You are viewing a plain text version of this content. The canonical link for it is here.

Posted to user@hive.apache.org by Burak Gürsoy <bu...@gmx.net> on 2014/02/11 17:04:15 UTC

Views and partitions and performance

Hi,

Some background information:

We have a really large base table (~1P) — (lets call it raw_table)
partitioned like yyyy_mm_dd=2014-02-11/hh=12/flag=1 (or yyyy_mm_dd=2014-02-11/hh=12/flag=0)

I’m testing creating a view on that table to be able to have a consistent
user accessible interface instead of letting the users to use the actual 
table (we’ve changed the format of the table multiple times in the past
and we’ll possibly do so again).

I am creating the view like this[1] and I’ve also tested view partitions[2].
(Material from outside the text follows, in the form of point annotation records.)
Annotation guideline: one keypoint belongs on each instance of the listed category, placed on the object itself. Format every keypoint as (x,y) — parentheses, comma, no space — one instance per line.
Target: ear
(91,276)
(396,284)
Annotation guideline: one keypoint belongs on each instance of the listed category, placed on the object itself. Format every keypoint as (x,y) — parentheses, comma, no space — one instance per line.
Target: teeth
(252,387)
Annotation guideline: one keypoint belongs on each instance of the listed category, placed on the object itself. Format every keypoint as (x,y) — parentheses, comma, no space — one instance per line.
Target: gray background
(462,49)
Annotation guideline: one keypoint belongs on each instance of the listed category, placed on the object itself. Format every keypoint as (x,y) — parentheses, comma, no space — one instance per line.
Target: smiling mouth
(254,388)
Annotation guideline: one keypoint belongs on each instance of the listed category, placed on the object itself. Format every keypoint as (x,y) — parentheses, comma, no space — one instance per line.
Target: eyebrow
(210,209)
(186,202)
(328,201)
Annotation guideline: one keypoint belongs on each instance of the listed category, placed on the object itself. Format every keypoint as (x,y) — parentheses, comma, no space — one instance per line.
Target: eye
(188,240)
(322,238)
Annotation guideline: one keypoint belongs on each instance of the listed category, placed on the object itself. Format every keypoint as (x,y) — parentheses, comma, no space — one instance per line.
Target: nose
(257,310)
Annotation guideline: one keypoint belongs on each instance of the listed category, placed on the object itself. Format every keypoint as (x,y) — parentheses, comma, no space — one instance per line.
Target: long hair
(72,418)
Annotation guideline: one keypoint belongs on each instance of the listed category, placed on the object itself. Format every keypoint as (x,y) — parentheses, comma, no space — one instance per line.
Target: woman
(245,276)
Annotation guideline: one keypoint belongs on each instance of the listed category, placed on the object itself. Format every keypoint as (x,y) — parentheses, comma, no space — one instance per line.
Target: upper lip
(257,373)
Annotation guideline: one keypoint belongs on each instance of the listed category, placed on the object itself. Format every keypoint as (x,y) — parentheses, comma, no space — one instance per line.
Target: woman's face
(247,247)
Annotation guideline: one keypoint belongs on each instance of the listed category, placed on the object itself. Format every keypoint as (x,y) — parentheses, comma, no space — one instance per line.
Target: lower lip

The version of Hive is 0.10.0

The issues I came across so far are:

1) I couldn’t figure out the actual purpose of the view partitions.
The document[3] lists several use cases and mentioned
“infer view partitions automatically based on the partitions of the underlying tables"
which leads to an open ticket[4] which in turn lists another one (HIVE-1941)
which is closed. However I fail to see how to create a derived view partition.
And with the definition I’ve used[2] they don’t seem to have the same effect.

2) You need to specify the partitions in the query to the view explicitly
to have the partition pruning come into effect. However, when I
say “select * from raw_table limit 10” it selects a subset somehow 
(explain and explain extended does not show any targeted partitions with
such queries — is this a bug?). But doing the same query on the view leads 
to a full table scan.

2.1) I see a similar behaviour with things like 
“select ... from myview tablesample (bucket 1 out of $bucketsize on $field)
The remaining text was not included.